CAM Colloquium: Naomi Ehrich Leonard (Princeton) - Nonlinear dynamics of agreement and disagreement decision making

Description

Abstract: I will present a framework for systematic investigation of multi-agent, multi-option decision making represented as continuous-time transitions in the real-valued state (agent opinions) of a nonlinear dynamical system, driven by time-varying inputs and parameters (features of agents, communication, options, and context). In the unbiased setting, where agents and options are indistinguishable, equivariant bifurcation theory predicts that all the likely state transitions (bifurcation branches) correspond to agreement and disagreement solutions, and these can be determined as a function of number of agents and number of options.

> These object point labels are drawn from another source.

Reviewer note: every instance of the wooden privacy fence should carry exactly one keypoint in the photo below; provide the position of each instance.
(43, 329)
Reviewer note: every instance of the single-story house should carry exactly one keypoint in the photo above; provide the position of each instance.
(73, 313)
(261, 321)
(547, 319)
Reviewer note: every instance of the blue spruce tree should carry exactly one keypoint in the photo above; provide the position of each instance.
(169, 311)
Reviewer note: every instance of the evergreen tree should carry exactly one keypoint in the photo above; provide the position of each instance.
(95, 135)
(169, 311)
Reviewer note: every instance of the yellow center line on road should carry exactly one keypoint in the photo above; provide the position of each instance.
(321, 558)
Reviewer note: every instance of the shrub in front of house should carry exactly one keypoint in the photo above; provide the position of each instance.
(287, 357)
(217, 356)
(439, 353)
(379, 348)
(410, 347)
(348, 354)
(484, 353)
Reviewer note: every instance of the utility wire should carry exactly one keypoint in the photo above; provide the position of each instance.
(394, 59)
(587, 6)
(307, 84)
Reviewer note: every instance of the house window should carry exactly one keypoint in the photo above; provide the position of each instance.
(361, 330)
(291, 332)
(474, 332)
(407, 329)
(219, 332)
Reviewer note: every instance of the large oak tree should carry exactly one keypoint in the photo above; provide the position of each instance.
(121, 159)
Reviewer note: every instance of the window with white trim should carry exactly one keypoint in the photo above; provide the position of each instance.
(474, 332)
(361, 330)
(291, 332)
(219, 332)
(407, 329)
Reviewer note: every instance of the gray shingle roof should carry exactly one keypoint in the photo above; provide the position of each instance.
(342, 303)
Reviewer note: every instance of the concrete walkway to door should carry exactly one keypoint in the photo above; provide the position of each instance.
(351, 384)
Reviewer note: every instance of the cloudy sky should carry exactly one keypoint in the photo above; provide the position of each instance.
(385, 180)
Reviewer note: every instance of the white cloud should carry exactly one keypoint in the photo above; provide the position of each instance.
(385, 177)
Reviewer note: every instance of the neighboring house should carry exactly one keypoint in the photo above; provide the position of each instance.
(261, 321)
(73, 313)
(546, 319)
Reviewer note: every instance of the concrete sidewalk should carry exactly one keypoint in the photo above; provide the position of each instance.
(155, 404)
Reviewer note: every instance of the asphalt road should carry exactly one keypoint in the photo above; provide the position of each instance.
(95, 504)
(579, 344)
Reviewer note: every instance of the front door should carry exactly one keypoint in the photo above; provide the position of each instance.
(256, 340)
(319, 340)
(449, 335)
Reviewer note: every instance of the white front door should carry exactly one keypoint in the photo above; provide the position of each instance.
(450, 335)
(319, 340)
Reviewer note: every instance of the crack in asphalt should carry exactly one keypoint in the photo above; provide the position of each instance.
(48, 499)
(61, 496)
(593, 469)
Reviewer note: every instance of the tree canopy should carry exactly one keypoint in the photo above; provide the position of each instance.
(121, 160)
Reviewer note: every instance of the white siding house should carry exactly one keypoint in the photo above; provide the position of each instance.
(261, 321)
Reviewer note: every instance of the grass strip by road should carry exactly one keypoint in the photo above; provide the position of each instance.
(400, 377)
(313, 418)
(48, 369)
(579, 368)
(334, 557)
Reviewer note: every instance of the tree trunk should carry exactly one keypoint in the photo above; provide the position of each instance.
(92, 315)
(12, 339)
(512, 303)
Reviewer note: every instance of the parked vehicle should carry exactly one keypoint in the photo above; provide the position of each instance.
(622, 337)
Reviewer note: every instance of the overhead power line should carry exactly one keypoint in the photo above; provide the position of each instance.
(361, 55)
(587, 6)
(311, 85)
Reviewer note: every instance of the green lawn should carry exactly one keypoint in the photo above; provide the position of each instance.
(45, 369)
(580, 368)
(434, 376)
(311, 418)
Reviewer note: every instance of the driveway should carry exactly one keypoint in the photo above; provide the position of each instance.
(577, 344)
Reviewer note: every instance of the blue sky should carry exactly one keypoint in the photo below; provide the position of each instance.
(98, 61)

When there are biases, state transitions are described by the unfolding of bifurcations. Motivated by models of neuronal networks, we define decision-making dynamics that realize the predicted state transitions as a small number of key parameters vary. We analyze the influence on decision making of system features, such as communication network topology and distribution of bias. We show further how active control of key parameters enhances the sensitivity to input and robustness to noise of the multi-agent agreement and disagreement decision-making dynamics. Bio: Naomi Ehrich Leonard is Edwin S. Wilsey Professor of Mechanical and Aerospace Engineering and associated faculty in Applied and Computational Mathematics at Princeton University. She is a MacArthur Fellow, and Fellow of the American Academy of Arts and Sciences, SIAM, IEEE, IFAC, and ASME. She received her BSE in Mechanical Engineering from Princeton University and her PhD in Electrical Engineering from the University of Maryland. Her research is in control and dynamics with application to multi-agent systems, mobile robotic sensor networks, collective animal behavior, and human decision dynamics.